The new twist on time travel debuted last week as part of the “Street View” feature in Google Maps, a navigational tool that attracts more than 1 billion visitors each month.

Street View snapshots will include an option to see what neighborhoods and landmarks looked like at different periods over the past seven years, as Google Inc. has been dispatching camera-toting cars to take street-level pictures for its maps.

Google intends to keep adding pictures to the digital time capsules as its phototaking cars cruise the same streets gathering updates.

“As time goes by, many of these images are going to become vintage,” predicted Vinay Shet, a Google product manager who oversaw the company’s glimpse into the past. “We want our maps to be comprehensive as we build a digital mirror of the world.”

Like everything else on Google Maps, the time-tripping option is free. Google makes money off its maps from advertising, so the Mountain View, Calif., company is constantly coming up with new attractions to keep people coming back.

Even though the photos date back to only 2007, some of them illustrate dramatic changes. Some photos show how neighborhoods in cities such as Tohoku, Japan, looked before and after a magnitude-9.0 earthquake struck in March 2011. Others show the gradual recovery of New Orleans neighborhoods in the years after the devastation of Hurricane Katrina.
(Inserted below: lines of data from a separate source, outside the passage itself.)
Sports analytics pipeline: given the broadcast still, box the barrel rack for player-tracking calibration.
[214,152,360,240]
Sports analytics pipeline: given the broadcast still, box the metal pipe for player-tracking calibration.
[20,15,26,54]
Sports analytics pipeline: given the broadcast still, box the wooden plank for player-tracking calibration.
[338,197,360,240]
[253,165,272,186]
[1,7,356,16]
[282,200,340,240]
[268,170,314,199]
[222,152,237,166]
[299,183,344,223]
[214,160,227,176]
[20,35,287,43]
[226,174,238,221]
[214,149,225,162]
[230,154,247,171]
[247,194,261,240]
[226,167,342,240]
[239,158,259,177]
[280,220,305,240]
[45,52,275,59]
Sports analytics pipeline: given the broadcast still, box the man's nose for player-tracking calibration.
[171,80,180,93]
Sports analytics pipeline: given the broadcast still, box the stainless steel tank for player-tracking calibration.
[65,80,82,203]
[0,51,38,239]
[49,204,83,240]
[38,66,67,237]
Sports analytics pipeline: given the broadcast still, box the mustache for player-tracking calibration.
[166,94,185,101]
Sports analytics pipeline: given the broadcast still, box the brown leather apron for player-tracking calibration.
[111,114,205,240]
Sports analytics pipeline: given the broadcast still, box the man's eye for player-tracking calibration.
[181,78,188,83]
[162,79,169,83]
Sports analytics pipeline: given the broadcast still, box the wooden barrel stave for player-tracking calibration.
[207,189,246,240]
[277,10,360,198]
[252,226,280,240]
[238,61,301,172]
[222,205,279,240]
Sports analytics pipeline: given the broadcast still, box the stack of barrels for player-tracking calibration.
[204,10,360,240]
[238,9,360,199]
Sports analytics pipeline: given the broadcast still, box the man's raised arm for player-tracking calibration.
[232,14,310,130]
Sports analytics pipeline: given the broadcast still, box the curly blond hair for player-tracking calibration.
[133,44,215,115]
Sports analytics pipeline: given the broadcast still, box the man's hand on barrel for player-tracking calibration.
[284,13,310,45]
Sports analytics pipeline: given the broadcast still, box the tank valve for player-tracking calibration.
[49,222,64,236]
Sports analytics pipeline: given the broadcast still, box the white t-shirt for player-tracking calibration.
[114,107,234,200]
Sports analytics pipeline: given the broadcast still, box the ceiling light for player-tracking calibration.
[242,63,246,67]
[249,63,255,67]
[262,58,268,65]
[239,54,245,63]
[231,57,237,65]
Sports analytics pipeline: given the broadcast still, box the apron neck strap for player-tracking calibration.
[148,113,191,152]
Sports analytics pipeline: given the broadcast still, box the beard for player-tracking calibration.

Scrolling over to Washington, D.C., will provide a look at the restoration of the historic Howard Theatre in the nation’s capital.

In New York, the Street View map presents a string of photos illustrating the changing skyline as the Freedom Tower at the World Trade Center site was built. Even looking at the evolution of Times Square during the past seven years can evoke nostalgic feelings while gazing at a giant billboard advertising a flip-style cellphone in 2007.

The visual retrospectives aren’t available throughout Google Maps, although Shet says there should be at least one look back in time for just about every neighborhood that can be viewed through the Street View format.

Google’s new feature is displaying more photos of major city centers over time than suburban streets because the company’s camera-bearing cars return to densely populated areas more frequently.

Adding the photos from the past roughly will double the total imagery in Street View once the rollout is completed. Google declined to say how many pictures are already in Street View, which spans 55 countries. The lookback feature will be available in all but three of those countries: Germany and Switzerland, where government regulations restrict Google’s use of the past images, and South Africa, where technical problems have slowed the feature’s rollout.

When a retrospective is available in Street View, a small clock appears in the left corner of the current picture of a location. Clicking on the clock produces a visual portal into different time periods.

The trips can be emotional. For instance, Street View’s scenes often include people who happened to be in the frame when Google’s cars took the picture. Over time, some of these people will die, and Google expects those pictures will have special meaning for survivors and other descendants.

Some Street View pictures posted through the years also have upset people who were captured in activities or visiting places that they wanted to keep private.

Google now blurs the images of people who contact the company asking to be shielded from Street View. Masking will be available on the older photos, too, Shet said, even if it’s just because a person didn’t like the way he or she looked a few years ago.